No.006『波紋』
「クソクソクソクソッ! あの女めえぇ……!」
文字通り眼を真っ赤にさせてミカはひたすら憤っていた。
クルタ族の緋の目のモデルはナウシカの王蟲らしいが、まさにその通りであり、近寄り難い危険色を発していた。
「五月蝿い、何時までも女々しいぞミカ。あと無駄に緋の目状態になっているとオーラが回復しないぞ」
「戦いもせず降参した君には言われたくないなぁ!」
「身動き一つ取れず、寝込んでいる分際で良くまぁ威張れるもんだ。それだけは関心するぜ」
ギャンブルの街ドリアスでの借宿にて、マイ・ミカ・ガルル組は休息を余儀なくされていた。

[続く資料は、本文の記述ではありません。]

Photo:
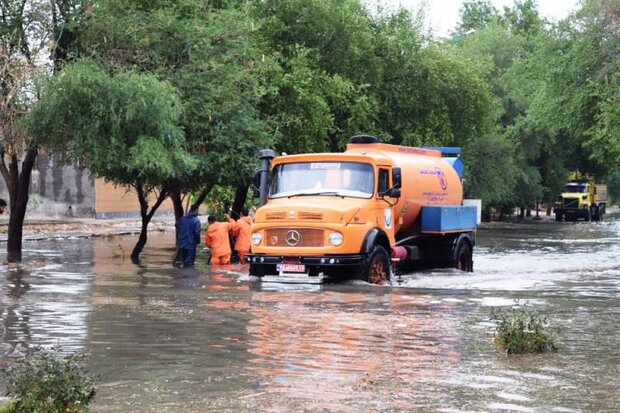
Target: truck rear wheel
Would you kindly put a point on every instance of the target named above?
(377, 269)
(462, 259)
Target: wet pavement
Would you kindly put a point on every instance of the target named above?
(207, 339)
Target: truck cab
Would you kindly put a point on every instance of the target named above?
(581, 199)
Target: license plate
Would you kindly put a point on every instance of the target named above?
(291, 267)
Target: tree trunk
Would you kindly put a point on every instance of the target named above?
(146, 216)
(177, 203)
(240, 196)
(18, 184)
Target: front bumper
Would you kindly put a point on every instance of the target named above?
(310, 261)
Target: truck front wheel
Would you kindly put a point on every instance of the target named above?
(377, 269)
(462, 258)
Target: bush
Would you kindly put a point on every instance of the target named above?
(521, 329)
(45, 381)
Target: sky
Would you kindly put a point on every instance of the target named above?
(443, 15)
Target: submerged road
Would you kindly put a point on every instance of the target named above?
(166, 339)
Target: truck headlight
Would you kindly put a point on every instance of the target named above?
(256, 238)
(335, 238)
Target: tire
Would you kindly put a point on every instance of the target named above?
(378, 269)
(462, 258)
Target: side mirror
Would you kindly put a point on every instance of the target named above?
(393, 192)
(397, 179)
(256, 185)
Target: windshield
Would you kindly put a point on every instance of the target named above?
(575, 188)
(322, 178)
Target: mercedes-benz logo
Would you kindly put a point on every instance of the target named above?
(292, 237)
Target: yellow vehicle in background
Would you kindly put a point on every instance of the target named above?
(582, 199)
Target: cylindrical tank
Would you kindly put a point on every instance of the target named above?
(427, 179)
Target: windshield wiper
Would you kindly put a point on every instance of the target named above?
(331, 193)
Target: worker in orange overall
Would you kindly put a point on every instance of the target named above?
(241, 231)
(218, 241)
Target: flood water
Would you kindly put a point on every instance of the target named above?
(160, 338)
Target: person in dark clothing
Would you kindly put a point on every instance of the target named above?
(188, 235)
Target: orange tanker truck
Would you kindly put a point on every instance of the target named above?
(360, 213)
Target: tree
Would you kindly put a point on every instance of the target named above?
(124, 128)
(476, 15)
(28, 33)
(207, 52)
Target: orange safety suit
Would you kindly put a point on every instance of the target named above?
(216, 238)
(241, 231)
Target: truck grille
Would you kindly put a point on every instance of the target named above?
(571, 203)
(275, 215)
(294, 237)
(310, 215)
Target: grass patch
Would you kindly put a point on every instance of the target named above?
(45, 381)
(521, 329)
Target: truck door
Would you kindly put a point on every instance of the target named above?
(384, 211)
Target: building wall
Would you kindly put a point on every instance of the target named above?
(61, 190)
(70, 191)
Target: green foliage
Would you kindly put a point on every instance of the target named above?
(521, 329)
(45, 381)
(476, 15)
(490, 172)
(124, 127)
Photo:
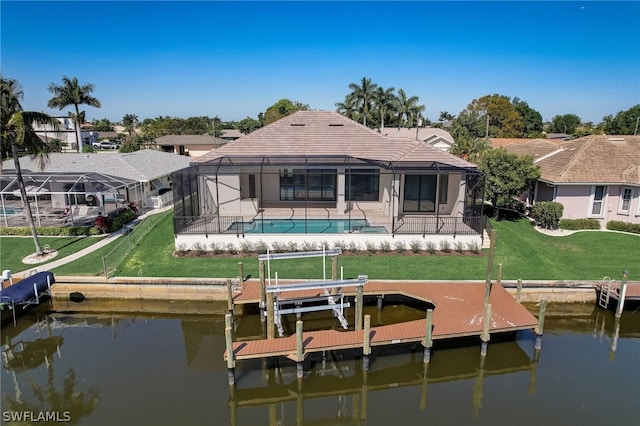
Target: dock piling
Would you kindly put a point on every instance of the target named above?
(300, 349)
(623, 294)
(540, 328)
(231, 363)
(366, 347)
(229, 296)
(427, 337)
(485, 336)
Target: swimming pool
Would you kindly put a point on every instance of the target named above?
(312, 226)
(10, 211)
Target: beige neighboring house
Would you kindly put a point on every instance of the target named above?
(434, 136)
(317, 176)
(595, 176)
(189, 145)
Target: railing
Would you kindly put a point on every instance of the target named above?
(425, 225)
(156, 201)
(210, 224)
(431, 225)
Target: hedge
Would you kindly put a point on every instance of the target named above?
(576, 224)
(616, 225)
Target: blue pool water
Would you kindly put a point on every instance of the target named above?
(313, 226)
(9, 211)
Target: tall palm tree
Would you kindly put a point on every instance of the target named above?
(408, 109)
(383, 101)
(349, 108)
(363, 95)
(72, 93)
(17, 130)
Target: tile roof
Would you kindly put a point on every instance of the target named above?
(190, 140)
(144, 165)
(498, 142)
(591, 159)
(307, 133)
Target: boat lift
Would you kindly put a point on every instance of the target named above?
(334, 302)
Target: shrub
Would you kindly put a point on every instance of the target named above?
(415, 245)
(308, 246)
(246, 247)
(573, 224)
(474, 246)
(278, 247)
(431, 247)
(370, 246)
(216, 248)
(547, 214)
(103, 223)
(231, 248)
(616, 225)
(445, 246)
(199, 248)
(261, 247)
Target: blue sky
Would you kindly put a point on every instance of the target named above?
(235, 59)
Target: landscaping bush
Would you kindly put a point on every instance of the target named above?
(575, 224)
(547, 214)
(616, 225)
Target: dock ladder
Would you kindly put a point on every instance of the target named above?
(605, 292)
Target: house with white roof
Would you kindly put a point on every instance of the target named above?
(596, 176)
(318, 177)
(87, 184)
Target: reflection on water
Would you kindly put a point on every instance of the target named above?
(107, 368)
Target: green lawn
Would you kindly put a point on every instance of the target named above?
(14, 249)
(523, 252)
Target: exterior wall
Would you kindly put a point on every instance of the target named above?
(577, 201)
(361, 241)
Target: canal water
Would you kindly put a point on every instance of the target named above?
(167, 369)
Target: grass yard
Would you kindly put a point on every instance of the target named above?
(523, 252)
(14, 249)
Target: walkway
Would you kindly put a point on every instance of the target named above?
(77, 255)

ミカは全オーラを使い果たして動けないが、怪我は無く、右腕の刺創と処々蒼痣になっているマイは見るからに気落ちしている。
「クァー」と外から慰めの鳴き声が生じる。彼女の怪我が完治するまで念獣『迦具土』は消せずに居残る。
存在しているだけで彼女のオーラを消耗してしまうので、普段よりも回復が遅れるだろう。こればかりは強大さ故の誓約と諦めざるを得ない。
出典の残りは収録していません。